Кавалерия эпохи Каролингов

Начиная с каролингской эпохи и впредь, сквозь все Средние века, тяжелая кавалерия занимала в армиях главенствующее положение и играла в сражениях решающую роль. Почему? Уместно вспомнить ее участие в походах далеко за пределы Империи. Железные доспехи, обеспечивавшие надежную защиту конным воинам, были первым фактором их успехов, производным от которого был фактор моральный: армии Карла Великого, составленные по большей части из таких «железных людей», одним видом своим наводили трепет на противника, как, например, это было в Ломбардии. Такая защита надежна, но она же, с другой стороны, чересчур дорогостояща, а потому была доступна лишь военной элите, которая и служила почти исключительно в кавалерии. Далее. Излюбленная Карлом «тактика клещей» предполагала согласованное и стремительное продвижение вперед двух армий, а быстрое их продвижение как раз и предопределялось их в основном кавалерийским составом. Не требует особых комментариев и то обстоятельство, что после долгого марша всадники прибывали к месту сражения куда менее усталыми, нежели пехотинцы.
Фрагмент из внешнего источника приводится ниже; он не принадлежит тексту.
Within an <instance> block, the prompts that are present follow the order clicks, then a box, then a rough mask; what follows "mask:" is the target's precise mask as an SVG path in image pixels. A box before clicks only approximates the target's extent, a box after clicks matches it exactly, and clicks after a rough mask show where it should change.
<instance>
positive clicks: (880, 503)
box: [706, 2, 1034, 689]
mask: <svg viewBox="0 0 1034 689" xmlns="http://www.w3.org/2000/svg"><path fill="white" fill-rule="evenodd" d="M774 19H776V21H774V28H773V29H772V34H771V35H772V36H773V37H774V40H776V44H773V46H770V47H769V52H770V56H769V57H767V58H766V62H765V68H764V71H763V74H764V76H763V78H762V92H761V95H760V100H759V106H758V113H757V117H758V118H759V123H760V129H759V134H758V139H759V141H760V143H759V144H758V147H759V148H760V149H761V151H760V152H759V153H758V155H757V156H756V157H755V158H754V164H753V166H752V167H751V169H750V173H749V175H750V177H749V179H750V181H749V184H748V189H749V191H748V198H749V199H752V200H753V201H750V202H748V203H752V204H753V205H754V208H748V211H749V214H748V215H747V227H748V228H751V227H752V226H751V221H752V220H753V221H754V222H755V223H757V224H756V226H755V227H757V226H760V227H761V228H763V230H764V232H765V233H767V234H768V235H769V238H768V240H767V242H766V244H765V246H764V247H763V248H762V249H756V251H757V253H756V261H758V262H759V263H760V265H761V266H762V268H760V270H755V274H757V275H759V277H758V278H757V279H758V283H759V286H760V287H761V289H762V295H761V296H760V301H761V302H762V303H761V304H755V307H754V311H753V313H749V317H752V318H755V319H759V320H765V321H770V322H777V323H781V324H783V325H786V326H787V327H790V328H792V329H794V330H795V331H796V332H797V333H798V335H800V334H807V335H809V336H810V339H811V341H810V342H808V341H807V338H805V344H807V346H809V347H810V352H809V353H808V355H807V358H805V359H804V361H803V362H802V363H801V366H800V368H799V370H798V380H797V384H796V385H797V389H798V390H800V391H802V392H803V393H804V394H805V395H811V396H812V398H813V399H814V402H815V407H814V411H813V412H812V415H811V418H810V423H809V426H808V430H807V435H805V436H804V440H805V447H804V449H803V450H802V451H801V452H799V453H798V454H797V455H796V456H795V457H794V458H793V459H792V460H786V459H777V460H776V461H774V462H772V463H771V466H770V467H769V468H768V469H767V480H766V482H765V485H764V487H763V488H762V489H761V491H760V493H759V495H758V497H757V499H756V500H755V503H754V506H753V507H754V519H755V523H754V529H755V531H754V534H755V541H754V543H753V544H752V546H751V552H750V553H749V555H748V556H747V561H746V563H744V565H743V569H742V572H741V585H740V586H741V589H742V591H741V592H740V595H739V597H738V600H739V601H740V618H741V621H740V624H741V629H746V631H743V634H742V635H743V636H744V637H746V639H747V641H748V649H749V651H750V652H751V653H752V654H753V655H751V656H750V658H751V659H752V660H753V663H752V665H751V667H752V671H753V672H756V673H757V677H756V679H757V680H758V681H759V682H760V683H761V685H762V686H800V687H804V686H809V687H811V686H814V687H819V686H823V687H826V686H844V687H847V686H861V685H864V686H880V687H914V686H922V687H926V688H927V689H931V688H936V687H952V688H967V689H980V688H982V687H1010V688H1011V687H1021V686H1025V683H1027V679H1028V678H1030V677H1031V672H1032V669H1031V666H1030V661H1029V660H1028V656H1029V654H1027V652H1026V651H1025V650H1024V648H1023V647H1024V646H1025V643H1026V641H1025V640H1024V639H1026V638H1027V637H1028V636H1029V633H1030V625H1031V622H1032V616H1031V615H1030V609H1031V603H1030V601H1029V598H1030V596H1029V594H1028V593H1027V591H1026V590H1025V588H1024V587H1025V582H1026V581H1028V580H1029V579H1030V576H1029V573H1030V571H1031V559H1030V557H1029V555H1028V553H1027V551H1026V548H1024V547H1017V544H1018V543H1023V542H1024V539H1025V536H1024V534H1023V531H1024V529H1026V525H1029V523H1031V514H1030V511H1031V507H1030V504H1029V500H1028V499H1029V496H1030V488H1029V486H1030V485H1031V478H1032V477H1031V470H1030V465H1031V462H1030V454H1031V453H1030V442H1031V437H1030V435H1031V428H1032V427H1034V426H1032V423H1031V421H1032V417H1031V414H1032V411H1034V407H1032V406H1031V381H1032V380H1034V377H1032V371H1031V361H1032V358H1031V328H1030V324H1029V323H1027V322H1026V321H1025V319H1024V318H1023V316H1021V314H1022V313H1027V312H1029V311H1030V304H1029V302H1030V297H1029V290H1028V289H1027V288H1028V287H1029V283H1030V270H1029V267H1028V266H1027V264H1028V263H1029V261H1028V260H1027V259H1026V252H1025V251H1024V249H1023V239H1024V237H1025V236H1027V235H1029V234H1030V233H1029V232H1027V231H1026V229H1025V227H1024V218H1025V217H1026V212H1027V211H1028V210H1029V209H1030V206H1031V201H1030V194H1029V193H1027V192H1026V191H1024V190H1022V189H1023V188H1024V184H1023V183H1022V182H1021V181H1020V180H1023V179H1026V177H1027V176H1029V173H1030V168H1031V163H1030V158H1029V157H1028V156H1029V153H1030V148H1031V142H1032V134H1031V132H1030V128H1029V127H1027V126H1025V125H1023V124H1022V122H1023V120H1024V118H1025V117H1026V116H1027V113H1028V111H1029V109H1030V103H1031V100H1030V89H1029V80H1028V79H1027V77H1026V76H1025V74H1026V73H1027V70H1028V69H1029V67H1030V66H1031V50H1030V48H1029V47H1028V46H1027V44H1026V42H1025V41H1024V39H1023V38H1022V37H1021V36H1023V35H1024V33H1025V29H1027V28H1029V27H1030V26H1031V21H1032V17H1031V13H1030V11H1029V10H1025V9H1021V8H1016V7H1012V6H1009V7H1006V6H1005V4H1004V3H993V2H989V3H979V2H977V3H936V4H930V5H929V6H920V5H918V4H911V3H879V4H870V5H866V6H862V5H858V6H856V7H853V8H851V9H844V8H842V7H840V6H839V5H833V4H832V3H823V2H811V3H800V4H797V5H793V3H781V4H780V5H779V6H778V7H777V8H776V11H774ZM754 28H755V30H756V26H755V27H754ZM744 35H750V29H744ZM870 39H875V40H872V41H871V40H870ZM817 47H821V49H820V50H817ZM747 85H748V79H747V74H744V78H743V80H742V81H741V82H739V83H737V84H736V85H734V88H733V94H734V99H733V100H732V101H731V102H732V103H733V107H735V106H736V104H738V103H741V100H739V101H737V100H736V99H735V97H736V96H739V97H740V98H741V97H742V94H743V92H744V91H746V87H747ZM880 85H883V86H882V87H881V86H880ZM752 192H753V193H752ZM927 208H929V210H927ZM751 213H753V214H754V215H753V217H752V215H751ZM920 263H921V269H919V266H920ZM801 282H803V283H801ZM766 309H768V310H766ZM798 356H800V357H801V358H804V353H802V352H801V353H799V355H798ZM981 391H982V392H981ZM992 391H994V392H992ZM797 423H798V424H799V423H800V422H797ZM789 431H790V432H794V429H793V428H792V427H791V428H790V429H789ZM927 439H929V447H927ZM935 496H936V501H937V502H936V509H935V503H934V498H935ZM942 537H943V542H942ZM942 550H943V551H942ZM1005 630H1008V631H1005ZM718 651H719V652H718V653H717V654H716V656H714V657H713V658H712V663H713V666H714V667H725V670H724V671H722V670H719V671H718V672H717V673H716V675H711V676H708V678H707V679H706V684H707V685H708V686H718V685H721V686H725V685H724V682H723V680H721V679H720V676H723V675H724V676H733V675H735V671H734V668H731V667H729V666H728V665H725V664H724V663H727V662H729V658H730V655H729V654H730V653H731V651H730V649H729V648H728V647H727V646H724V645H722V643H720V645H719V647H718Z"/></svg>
Как бы ни были весомы упомянутые факторы, они все же не в состоянии были объяснить полностью превосходства кавалерии: дело в том, что в ту эпоху всадники перед сражением сплошь да рядом соскакивали с седел и вели бой уже как пехотинцы, так что именно в те моменты, которые решают судьбу сражений, превосходства кавалерии над пехотой пока не было видно. И все-таки при рассмотрении темы в ее долгосрочном аспекте взлет кавалерии вряд ли может вызвать сомнения. Он был связан, помимо уже названных факторов, с дальнейшим прогрессом техники и тактической мысли, производным от общей социальной эволюции и, в частности, от общего умственного развития. Коренной сдвиг, мутация (здесь очень уместен этот термин), произойдет лишь во второй половине XI века, а продолжится и завершится к середине следующего столетия. Мутация эта одарит кавалерию уже бесспорным превосходством на полях сражений, но также – и несравнимым социальным престижем. И то и другое приведет в совокупности к росту социально-профессиональной элитарности у этого рода войск, что предопределит трансформацию тяжелой кавалерии предыдущей эпохи в рыцарство.

От всадника к рыцарю (X–XI века)

Взлет кавалерии – итог совместного действия многих эволюционных процессов, которые пробивали себе путь в политической, социальной, экономической и технической областях.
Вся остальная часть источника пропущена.